Tak ada jalan lain. Perubahan mendasar dalam sistem yang ada di Indonesia harus dilakukan kalau mau bersaing di bidang penelitian, apalagi bila menargetkan Nobel. Sekali lagi, yang dibutuhkan memang komitmen dan dukungan penuh pemerintah. Seperti pemerintah Cina. Pada akhirnya, salah satu kata kunci dalam pengembangan riset kita adalah komunikasi yang baik antara peneliti dan pengambil keputusan di bidang penelitian (yang di dalamnya terdapat para peneliti juga). Dan kita semua sadar bahwa ini tidak mudah. Jangankan terhadap mereka yang awam terhadap suatu topik tertentu di dunia penelitian, dengan sesama peneliti pun kadang hal ini sulit dilakukan. Leo Esaki penerima kehormatan Nobel Fisika 1973, telah mengalami kesulitan dalam mengomunikasikan teorinya. Dalam kata pengantar sebuah bukunya, dia bercerita tentang makalahnya mengenai proposal teoretis terhadap superstruktur semikonduktor. Makalah ini ditolak oleh yuri (yang dia sebut tidak imajinatif) di sebuah jurnal Fisika yang terkenal, Physical Review, dengan alasan terlalu spekulatif. Makalah itu akhirnya hanya berhasil diterbitkan dalam sebuah laporan teknis IBM. Belakangan, Esaki secara teknis mampu membuktikan bahwa idenya itu bisa diwujudkan dan dia menjadi pelopor di bidang tersebut. Dengan demikian, perlu kiranya ditambahkan satu lagi kriteria yang harus turut dipertimbangkan oleh pengambil keputusan sebuah kriteria tambahan selain komunikasi dan membumi yaitu eksistensi, setidaknya menurut Hasanudin Dosen Fakultas Teknik Universitas Tanjungpura, Pontianak beberapa tahun yang lalu.

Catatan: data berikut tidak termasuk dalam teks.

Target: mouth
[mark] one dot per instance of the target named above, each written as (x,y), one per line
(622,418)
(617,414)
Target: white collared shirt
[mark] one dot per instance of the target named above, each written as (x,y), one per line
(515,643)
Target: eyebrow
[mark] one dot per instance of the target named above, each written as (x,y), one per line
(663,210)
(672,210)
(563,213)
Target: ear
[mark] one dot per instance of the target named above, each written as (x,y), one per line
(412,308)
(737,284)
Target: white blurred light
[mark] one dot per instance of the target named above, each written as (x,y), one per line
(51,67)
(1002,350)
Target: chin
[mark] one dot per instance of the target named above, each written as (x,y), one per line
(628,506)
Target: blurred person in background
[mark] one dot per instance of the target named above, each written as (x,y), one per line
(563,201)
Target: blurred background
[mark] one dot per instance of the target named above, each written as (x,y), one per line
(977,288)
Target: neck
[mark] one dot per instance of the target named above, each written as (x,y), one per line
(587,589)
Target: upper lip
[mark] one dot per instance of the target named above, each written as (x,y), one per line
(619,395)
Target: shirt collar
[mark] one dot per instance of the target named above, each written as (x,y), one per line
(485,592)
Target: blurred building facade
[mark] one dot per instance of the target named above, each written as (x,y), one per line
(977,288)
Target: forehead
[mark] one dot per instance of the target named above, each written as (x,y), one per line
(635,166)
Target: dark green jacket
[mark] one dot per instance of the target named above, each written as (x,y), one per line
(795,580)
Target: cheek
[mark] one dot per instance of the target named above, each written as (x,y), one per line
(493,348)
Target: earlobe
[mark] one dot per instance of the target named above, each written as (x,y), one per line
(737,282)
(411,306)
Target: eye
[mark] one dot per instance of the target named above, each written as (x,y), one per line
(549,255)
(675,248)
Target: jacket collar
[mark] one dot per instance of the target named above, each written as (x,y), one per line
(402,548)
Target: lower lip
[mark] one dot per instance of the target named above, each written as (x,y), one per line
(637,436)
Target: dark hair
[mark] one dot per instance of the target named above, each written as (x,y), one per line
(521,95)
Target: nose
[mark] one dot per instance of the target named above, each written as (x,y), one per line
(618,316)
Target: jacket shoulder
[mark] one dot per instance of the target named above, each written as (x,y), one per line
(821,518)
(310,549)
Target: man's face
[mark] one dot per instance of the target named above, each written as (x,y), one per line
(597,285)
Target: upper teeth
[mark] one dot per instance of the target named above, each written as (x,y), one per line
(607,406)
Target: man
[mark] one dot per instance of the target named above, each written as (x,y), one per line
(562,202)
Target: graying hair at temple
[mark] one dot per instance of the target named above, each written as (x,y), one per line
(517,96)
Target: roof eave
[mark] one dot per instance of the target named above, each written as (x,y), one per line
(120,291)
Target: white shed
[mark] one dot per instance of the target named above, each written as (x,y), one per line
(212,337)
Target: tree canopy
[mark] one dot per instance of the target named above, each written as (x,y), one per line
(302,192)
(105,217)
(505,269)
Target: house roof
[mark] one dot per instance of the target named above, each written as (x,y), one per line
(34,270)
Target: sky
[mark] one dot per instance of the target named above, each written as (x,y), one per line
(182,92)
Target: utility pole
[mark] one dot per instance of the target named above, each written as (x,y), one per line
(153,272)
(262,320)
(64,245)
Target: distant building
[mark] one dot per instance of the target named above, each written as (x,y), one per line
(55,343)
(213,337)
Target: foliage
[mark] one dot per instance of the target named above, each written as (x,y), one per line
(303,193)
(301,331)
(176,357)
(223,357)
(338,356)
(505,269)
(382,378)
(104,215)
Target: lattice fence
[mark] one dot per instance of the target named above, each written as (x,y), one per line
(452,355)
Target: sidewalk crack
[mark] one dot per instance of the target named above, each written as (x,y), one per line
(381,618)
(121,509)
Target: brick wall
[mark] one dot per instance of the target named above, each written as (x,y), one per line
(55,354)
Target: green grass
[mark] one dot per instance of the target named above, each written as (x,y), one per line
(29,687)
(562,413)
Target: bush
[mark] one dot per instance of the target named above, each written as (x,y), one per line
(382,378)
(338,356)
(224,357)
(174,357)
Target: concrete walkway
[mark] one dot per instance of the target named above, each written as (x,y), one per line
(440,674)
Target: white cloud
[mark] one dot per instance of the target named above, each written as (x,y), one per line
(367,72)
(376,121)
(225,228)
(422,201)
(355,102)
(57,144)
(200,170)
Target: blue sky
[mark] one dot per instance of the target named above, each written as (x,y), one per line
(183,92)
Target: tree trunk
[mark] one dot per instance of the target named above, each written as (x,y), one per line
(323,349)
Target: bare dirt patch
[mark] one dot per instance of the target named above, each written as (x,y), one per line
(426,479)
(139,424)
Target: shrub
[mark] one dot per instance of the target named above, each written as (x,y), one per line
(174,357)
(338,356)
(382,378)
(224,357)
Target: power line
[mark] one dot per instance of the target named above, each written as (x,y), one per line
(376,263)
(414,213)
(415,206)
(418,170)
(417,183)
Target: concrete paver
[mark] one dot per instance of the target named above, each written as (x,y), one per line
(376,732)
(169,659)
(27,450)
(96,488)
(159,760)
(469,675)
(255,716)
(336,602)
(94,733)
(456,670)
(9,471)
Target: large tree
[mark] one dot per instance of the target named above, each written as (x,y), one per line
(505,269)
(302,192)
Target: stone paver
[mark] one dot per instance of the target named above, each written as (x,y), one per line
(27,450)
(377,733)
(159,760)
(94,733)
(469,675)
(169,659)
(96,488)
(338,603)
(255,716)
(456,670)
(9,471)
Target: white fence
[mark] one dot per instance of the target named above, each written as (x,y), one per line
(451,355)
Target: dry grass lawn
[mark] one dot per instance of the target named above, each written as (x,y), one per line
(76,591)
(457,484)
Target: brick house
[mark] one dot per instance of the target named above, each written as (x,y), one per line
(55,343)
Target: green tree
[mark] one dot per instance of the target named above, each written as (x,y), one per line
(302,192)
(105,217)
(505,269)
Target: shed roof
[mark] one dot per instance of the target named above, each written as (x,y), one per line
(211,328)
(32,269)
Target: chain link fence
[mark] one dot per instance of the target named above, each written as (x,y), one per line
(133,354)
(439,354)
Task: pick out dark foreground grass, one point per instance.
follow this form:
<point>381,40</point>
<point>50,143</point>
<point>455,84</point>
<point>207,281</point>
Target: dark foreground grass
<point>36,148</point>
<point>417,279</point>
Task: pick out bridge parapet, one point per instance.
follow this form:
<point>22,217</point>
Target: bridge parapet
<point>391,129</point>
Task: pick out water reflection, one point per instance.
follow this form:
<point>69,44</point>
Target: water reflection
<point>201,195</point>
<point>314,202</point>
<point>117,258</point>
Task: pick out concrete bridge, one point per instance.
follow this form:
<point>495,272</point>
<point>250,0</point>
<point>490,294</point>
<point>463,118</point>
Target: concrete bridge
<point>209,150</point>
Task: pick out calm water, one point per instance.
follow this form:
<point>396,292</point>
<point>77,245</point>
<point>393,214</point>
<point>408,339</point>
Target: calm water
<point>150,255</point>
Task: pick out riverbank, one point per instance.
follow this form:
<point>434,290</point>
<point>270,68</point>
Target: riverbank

Epilog. Tampak kardiolog-kardiolog senior dan para profesor yang kesemuanya sudah pensiun dari Departemen Kardiologi dan Kedokteran Vaskular Fakultas Kedokteran UI di belakang Auditorium R.S. Jantung dan Pembuluh Darah. Mereka duduk pada deretan kursi terdepan pada setiap hari konferensi ilmiah dan diskusi penelitian para PPDS jantung agar mutu pendidikan, penelitian dan cara berpikir mereka setara dengan rekan-rekannya yang berada di negara-negara penerima Kehormatan Nobel. Tokoh-tokoh senior tersebut pantas disebut telah memiliki Ruh Pendidikan Tinggi karena mereka sesungguhnya nyaris tidak menerima imbalan apapun, bahkan mengeluarkan ongkosnya pribadi untuk datang dan membeli sepiring nasi untuk makan siangnya sendiri. “May TheForce be with you.” Salam Kuantum dari alam kenyataan serta jagatnya Star Wars.